Additionally, the report found that millennial women are 20 percent less healthy than their male counterparts, specifically driven by higher rates of major depression, type II diabetes, and endocrine conditions.

As a way to identify key drivers of millennial health and how to improve it, Blue Cross Blue Shield began hosting Millennial Health Listening Sessions across the country, starting with one hosted by Independence in Philadelphia in April. The sessions have been attended by millennials and health care providers.

Dr. Calega said these sessions are important to help Independence understand why this pattern exists and how to evolve the health care system for the millennial generation.
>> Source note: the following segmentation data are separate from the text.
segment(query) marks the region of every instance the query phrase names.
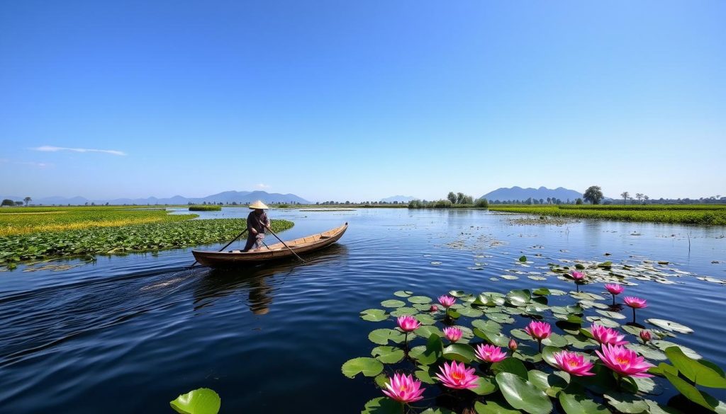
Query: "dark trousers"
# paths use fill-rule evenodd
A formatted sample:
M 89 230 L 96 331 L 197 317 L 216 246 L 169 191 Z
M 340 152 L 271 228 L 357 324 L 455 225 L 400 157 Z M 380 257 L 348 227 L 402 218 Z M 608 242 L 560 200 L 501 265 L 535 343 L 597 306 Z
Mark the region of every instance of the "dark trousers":
M 248 252 L 254 245 L 256 249 L 259 249 L 262 247 L 262 241 L 265 239 L 264 233 L 258 233 L 257 234 L 250 233 L 247 236 L 247 244 L 245 244 L 245 249 L 242 252 Z

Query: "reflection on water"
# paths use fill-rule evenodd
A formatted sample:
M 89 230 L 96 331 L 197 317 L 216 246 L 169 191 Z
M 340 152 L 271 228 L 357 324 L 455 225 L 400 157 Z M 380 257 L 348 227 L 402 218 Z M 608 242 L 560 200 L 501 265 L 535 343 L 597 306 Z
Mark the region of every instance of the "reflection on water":
M 246 212 L 224 207 L 200 215 Z M 4 412 L 166 413 L 168 401 L 200 387 L 219 393 L 225 413 L 287 413 L 291 406 L 359 412 L 380 392 L 369 378 L 344 378 L 340 365 L 370 355 L 368 333 L 395 322 L 377 325 L 359 312 L 380 308 L 401 289 L 430 297 L 452 289 L 574 290 L 555 277 L 528 277 L 544 275 L 549 262 L 581 259 L 667 260 L 688 272 L 675 284 L 637 280 L 629 286 L 629 294 L 648 301 L 637 322 L 682 319 L 694 333 L 674 341 L 726 366 L 726 326 L 714 323 L 722 318 L 725 286 L 695 277 L 726 278 L 726 228 L 592 220 L 512 225 L 511 216 L 463 210 L 307 217 L 290 210 L 271 217 L 295 223 L 280 234 L 285 240 L 345 221 L 350 227 L 338 243 L 306 254 L 304 264 L 290 257 L 245 269 L 189 269 L 191 249 L 180 249 L 99 257 L 63 272 L 23 272 L 21 265 L 0 274 L 0 378 L 10 384 L 0 387 Z M 517 261 L 523 254 L 533 262 L 529 268 Z M 580 290 L 601 294 L 603 286 Z M 619 310 L 631 320 L 629 309 Z M 726 399 L 725 390 L 709 392 Z
M 219 298 L 243 290 L 248 291 L 250 310 L 255 315 L 266 315 L 269 312 L 277 289 L 270 285 L 269 280 L 280 281 L 277 284 L 281 284 L 299 266 L 314 266 L 331 260 L 340 260 L 347 254 L 345 246 L 334 244 L 305 254 L 304 264 L 287 257 L 250 267 L 210 269 L 194 289 L 194 310 L 201 310 Z

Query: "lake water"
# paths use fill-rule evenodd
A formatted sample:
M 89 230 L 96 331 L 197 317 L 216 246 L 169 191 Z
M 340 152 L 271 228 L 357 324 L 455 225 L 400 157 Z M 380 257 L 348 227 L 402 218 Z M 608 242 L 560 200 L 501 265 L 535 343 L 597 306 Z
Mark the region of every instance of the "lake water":
M 224 208 L 200 218 L 248 212 Z M 340 365 L 368 356 L 370 330 L 393 326 L 362 320 L 359 311 L 381 308 L 401 289 L 434 297 L 452 289 L 572 289 L 553 276 L 490 280 L 513 274 L 507 270 L 518 268 L 522 254 L 534 262 L 527 271 L 544 272 L 538 268 L 558 260 L 650 259 L 694 274 L 675 284 L 635 281 L 639 286 L 627 293 L 648 301 L 639 321 L 688 325 L 695 332 L 674 341 L 726 368 L 726 286 L 696 277 L 726 278 L 726 228 L 590 220 L 520 225 L 509 220 L 521 216 L 460 210 L 269 215 L 295 223 L 280 233 L 285 239 L 344 222 L 349 228 L 337 244 L 306 256 L 304 265 L 189 269 L 191 249 L 176 249 L 100 257 L 65 271 L 20 266 L 0 273 L 3 411 L 171 413 L 169 401 L 204 386 L 219 393 L 221 413 L 358 413 L 380 394 L 370 378 L 343 376 Z M 601 284 L 582 290 L 603 291 Z M 709 390 L 724 400 L 722 392 Z M 672 394 L 653 398 L 664 402 Z

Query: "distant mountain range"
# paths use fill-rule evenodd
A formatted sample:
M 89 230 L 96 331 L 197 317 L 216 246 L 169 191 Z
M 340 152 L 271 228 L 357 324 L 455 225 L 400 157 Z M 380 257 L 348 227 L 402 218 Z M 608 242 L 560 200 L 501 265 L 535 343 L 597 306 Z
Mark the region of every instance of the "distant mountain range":
M 582 193 L 574 190 L 568 190 L 563 187 L 550 189 L 546 187 L 539 187 L 539 189 L 523 189 L 521 187 L 514 186 L 510 189 L 505 187 L 497 189 L 493 191 L 486 193 L 480 198 L 485 198 L 489 201 L 525 201 L 530 197 L 536 199 L 542 199 L 545 200 L 547 197 L 550 197 L 560 199 L 563 202 L 566 202 L 568 199 L 574 201 L 578 198 L 582 198 Z
M 21 201 L 25 197 L 16 196 L 0 196 L 0 199 L 9 199 L 13 201 Z M 186 204 L 189 203 L 201 204 L 207 203 L 224 203 L 232 204 L 237 202 L 240 204 L 249 203 L 256 200 L 262 200 L 266 203 L 300 203 L 303 204 L 311 204 L 308 200 L 299 197 L 295 194 L 281 194 L 279 193 L 268 193 L 266 191 L 224 191 L 216 194 L 212 194 L 205 197 L 184 197 L 182 196 L 174 196 L 170 198 L 159 199 L 156 197 L 147 197 L 145 199 L 89 199 L 81 196 L 62 197 L 51 196 L 40 199 L 33 199 L 30 204 L 60 204 L 60 205 L 83 205 L 86 203 L 95 203 L 97 204 L 104 204 L 107 202 L 110 204 Z
M 380 202 L 392 203 L 393 202 L 399 202 L 399 203 L 407 203 L 412 199 L 415 199 L 415 198 L 416 197 L 412 197 L 411 196 L 393 196 L 385 199 L 380 199 Z

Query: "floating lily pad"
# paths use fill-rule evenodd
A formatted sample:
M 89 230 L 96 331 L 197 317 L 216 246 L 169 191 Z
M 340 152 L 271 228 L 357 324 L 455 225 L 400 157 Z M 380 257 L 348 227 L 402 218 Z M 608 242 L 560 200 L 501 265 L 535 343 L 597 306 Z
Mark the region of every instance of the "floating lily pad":
M 386 311 L 382 309 L 367 309 L 361 312 L 361 319 L 370 322 L 380 322 L 388 318 Z
M 680 334 L 692 334 L 693 332 L 693 329 L 688 328 L 685 325 L 682 325 L 677 322 L 673 322 L 672 320 L 668 320 L 666 319 L 656 319 L 651 318 L 650 319 L 646 319 L 645 322 L 672 332 L 679 332 Z
M 365 357 L 348 360 L 343 364 L 343 375 L 354 378 L 362 373 L 365 376 L 375 376 L 383 370 L 383 364 L 378 360 Z
M 418 310 L 416 309 L 415 307 L 399 307 L 396 310 L 392 311 L 391 312 L 391 315 L 398 318 L 399 316 L 404 316 L 406 315 L 416 315 L 417 313 L 418 313 Z
M 378 397 L 366 402 L 361 414 L 401 414 L 401 403 L 386 397 Z
M 182 414 L 217 414 L 221 399 L 213 390 L 200 388 L 179 395 L 169 404 Z

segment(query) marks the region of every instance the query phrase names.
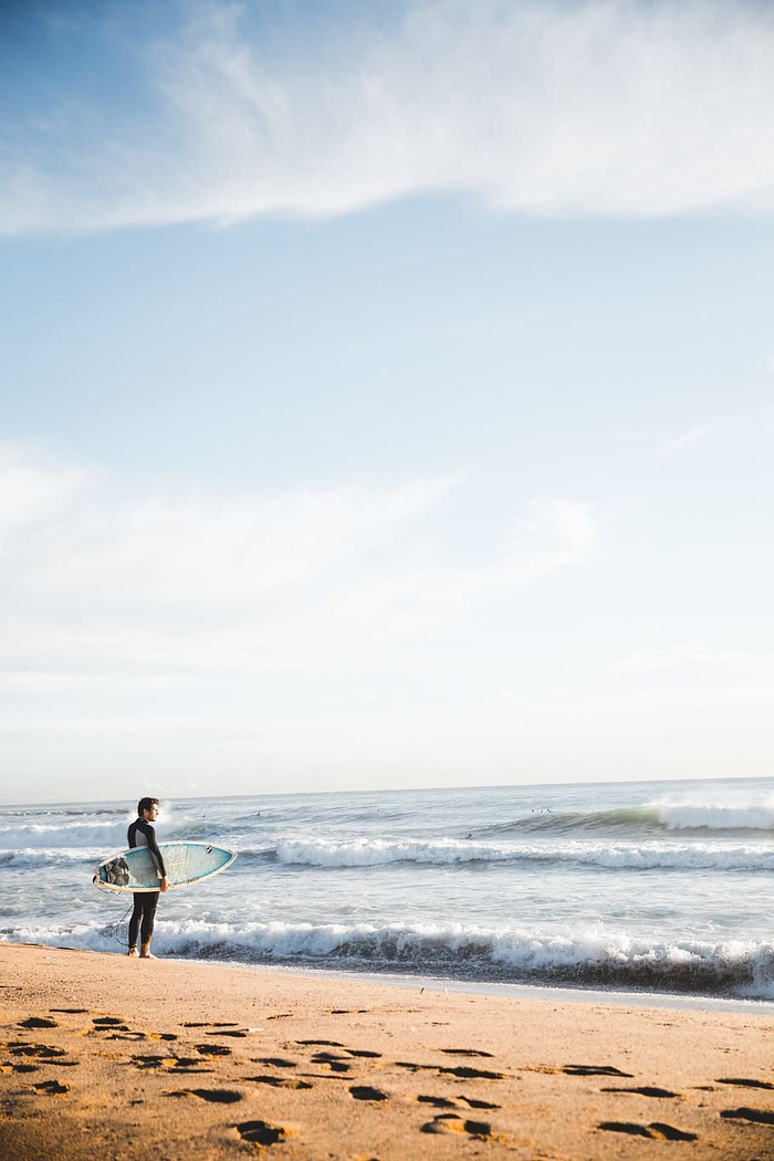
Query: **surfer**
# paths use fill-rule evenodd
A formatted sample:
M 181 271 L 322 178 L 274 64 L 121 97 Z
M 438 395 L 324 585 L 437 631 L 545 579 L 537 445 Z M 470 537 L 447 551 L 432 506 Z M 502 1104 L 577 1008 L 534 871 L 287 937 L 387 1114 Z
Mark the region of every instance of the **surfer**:
M 137 819 L 129 827 L 129 845 L 147 846 L 151 858 L 159 873 L 159 890 L 136 890 L 135 907 L 129 921 L 129 954 L 137 956 L 137 936 L 140 936 L 139 958 L 151 958 L 151 938 L 153 936 L 153 921 L 155 920 L 155 908 L 159 903 L 159 894 L 167 890 L 169 880 L 164 865 L 164 856 L 155 841 L 155 828 L 153 823 L 159 816 L 159 800 L 144 798 L 137 803 Z

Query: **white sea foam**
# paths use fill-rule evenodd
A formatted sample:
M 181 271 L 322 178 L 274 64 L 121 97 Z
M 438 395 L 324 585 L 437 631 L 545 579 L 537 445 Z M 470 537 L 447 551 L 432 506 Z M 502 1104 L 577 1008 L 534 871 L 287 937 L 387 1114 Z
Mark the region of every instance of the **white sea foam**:
M 540 844 L 469 843 L 460 839 L 337 843 L 295 839 L 280 843 L 277 861 L 316 867 L 376 867 L 393 863 L 454 866 L 466 863 L 576 863 L 621 870 L 774 871 L 774 848 L 761 844 L 551 842 Z
M 774 830 L 774 803 L 664 802 L 659 819 L 667 830 Z
M 14 938 L 115 950 L 113 925 L 20 925 Z M 548 932 L 464 924 L 249 923 L 157 921 L 167 956 L 248 962 L 480 974 L 535 982 L 576 982 L 666 990 L 774 994 L 774 944 L 728 940 L 646 942 L 602 924 Z

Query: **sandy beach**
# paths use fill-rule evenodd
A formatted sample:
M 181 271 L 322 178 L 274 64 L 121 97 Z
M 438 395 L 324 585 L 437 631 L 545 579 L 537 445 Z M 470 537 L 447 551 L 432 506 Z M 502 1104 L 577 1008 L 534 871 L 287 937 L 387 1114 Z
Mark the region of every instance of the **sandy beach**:
M 774 1018 L 0 943 L 0 1155 L 774 1158 Z

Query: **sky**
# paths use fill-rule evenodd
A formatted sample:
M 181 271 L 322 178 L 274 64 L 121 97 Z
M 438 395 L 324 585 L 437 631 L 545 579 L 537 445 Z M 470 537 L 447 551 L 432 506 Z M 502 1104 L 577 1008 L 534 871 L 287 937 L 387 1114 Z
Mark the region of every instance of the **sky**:
M 0 7 L 0 801 L 774 774 L 774 9 Z

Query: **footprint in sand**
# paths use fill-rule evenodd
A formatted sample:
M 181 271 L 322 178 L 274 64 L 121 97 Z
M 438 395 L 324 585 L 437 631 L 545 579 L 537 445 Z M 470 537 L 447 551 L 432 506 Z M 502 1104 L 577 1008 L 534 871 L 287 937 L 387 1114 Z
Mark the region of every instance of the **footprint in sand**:
M 774 1125 L 774 1112 L 768 1109 L 723 1109 L 721 1117 L 733 1120 L 753 1120 L 758 1125 Z
M 266 1120 L 243 1120 L 241 1125 L 234 1128 L 243 1141 L 253 1141 L 255 1145 L 277 1145 L 288 1135 L 288 1130 L 279 1125 L 269 1125 Z
M 59 1081 L 41 1081 L 39 1084 L 34 1084 L 32 1088 L 36 1093 L 45 1093 L 49 1096 L 60 1096 L 63 1093 L 70 1093 L 70 1084 L 60 1084 Z
M 296 1040 L 296 1044 L 309 1045 L 310 1047 L 319 1048 L 343 1048 L 343 1044 L 339 1044 L 338 1040 Z
M 767 1088 L 774 1089 L 771 1081 L 753 1081 L 746 1076 L 721 1076 L 716 1084 L 742 1084 L 743 1088 Z
M 554 1072 L 554 1069 L 550 1070 Z M 567 1076 L 625 1076 L 628 1080 L 634 1080 L 631 1073 L 622 1073 L 613 1065 L 563 1065 L 556 1070 L 565 1073 Z
M 8 1051 L 12 1057 L 39 1057 L 43 1060 L 67 1055 L 64 1048 L 52 1048 L 50 1044 L 27 1044 L 26 1040 L 12 1040 Z
M 696 1133 L 686 1133 L 674 1125 L 665 1125 L 660 1122 L 651 1122 L 650 1125 L 637 1125 L 625 1120 L 603 1120 L 596 1126 L 608 1133 L 628 1133 L 630 1137 L 649 1137 L 651 1140 L 661 1141 L 697 1141 Z
M 668 1089 L 656 1088 L 654 1086 L 642 1084 L 639 1088 L 603 1088 L 602 1093 L 636 1093 L 638 1096 L 652 1096 L 656 1099 L 679 1101 L 679 1093 L 670 1093 Z
M 454 1112 L 442 1112 L 420 1128 L 421 1133 L 466 1133 L 479 1141 L 491 1140 L 492 1126 L 485 1120 L 463 1120 Z
M 196 1057 L 162 1057 L 153 1054 L 150 1057 L 132 1057 L 130 1060 L 136 1068 L 166 1068 L 175 1073 L 211 1073 L 205 1062 Z
M 316 1052 L 312 1057 L 313 1065 L 323 1065 L 332 1073 L 350 1073 L 352 1065 L 348 1065 L 341 1057 L 335 1057 L 332 1052 Z
M 209 1021 L 209 1019 L 204 1019 L 204 1021 L 201 1021 L 201 1019 L 185 1019 L 180 1026 L 181 1027 L 239 1027 L 238 1024 L 223 1024 L 223 1023 L 218 1023 L 216 1021 Z
M 386 1101 L 386 1093 L 382 1093 L 379 1089 L 370 1088 L 368 1084 L 353 1084 L 349 1089 L 349 1095 L 355 1098 L 355 1101 Z
M 492 1104 L 491 1101 L 476 1101 L 473 1097 L 463 1096 L 462 1093 L 456 1099 L 450 1099 L 444 1096 L 418 1096 L 417 1099 L 420 1104 L 431 1104 L 434 1109 L 458 1109 L 458 1101 L 462 1101 L 468 1105 L 469 1109 L 501 1109 L 499 1104 Z
M 310 1084 L 309 1081 L 296 1080 L 295 1076 L 273 1076 L 265 1074 L 262 1076 L 243 1076 L 240 1080 L 245 1082 L 252 1081 L 254 1084 L 268 1084 L 270 1088 L 309 1089 L 314 1087 L 313 1084 Z
M 505 1073 L 491 1073 L 485 1068 L 469 1068 L 461 1065 L 458 1068 L 439 1068 L 444 1076 L 458 1076 L 461 1080 L 504 1081 L 507 1080 Z
M 476 1048 L 440 1048 L 439 1052 L 446 1052 L 449 1057 L 489 1057 L 490 1060 L 494 1059 L 491 1052 L 478 1052 Z
M 237 1101 L 244 1101 L 241 1093 L 234 1093 L 233 1089 L 178 1089 L 164 1095 L 197 1096 L 200 1101 L 209 1101 L 212 1104 L 234 1104 Z

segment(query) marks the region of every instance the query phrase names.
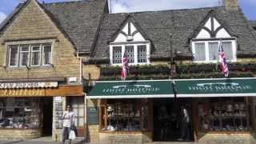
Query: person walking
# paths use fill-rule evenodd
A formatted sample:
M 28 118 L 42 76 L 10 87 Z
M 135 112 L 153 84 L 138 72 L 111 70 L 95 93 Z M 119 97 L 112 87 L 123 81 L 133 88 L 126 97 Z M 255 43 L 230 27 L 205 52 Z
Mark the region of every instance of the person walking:
M 66 106 L 66 111 L 64 111 L 62 115 L 63 130 L 62 130 L 62 143 L 65 144 L 66 139 L 69 140 L 69 144 L 71 144 L 71 139 L 69 139 L 71 125 L 74 124 L 74 112 L 70 106 Z

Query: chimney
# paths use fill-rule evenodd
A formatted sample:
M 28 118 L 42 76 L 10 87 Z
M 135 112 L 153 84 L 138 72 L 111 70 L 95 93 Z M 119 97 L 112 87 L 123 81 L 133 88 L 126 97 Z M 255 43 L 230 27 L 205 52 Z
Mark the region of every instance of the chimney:
M 227 10 L 238 10 L 238 0 L 223 0 L 223 6 Z

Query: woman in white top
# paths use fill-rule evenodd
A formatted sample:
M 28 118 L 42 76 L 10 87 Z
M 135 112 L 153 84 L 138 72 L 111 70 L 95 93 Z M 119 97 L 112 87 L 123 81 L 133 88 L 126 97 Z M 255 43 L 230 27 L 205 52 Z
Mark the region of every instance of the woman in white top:
M 62 130 L 62 142 L 65 143 L 66 139 L 69 139 L 71 125 L 74 124 L 74 112 L 71 110 L 70 106 L 66 106 L 66 111 L 64 111 L 62 115 L 63 130 Z M 71 139 L 69 139 L 69 143 L 71 143 Z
The goal is to discover what Independence can change from a provider, delivery, technology, and outreach standpoint to help engage millennials.

The sessions will also provide an opportunity to listen to millennials from across different geographic regions and hear different perspectives, as well.

In November, BCBSA and Independence will host a Health of America conference in Philadelphia with providers, thought leaders, and patients. The goal is to gather what was learned from the listening sessions and explore that information, ultimately leading to an increased understanding what can be done to help improve the health of millennials.

“The ultimate plan is not just about Independence members but really about the community as a whole,” said Dr. Calega.

In the meantime, however, millennials also have a critical role to play in improving their own health.

“Instead of getting episodic care from an urgent care center, it would be helpful for millennials to engage with a primary care provider on an ongoing basis so that they can develop a relationship of more personalized care,” Dr. Calega advised.

Independence has been very active in finding new and innovative ways to reach and engage the membership population.

One of those services, “On to Better Health,” allows members to use screening tools to help determine if they may have a particular behavioral health condition, such as anxiety or depression If so, the patient is directed to web-based, self-directed modules to help better understand how to manage that condition.

“We have both screening tools as well as cognitive behavioral therapy tools that can help someone start to take charge of their care,” Dr. Calega iterated.

Overall, each service and endeavor functions to aid and improve health.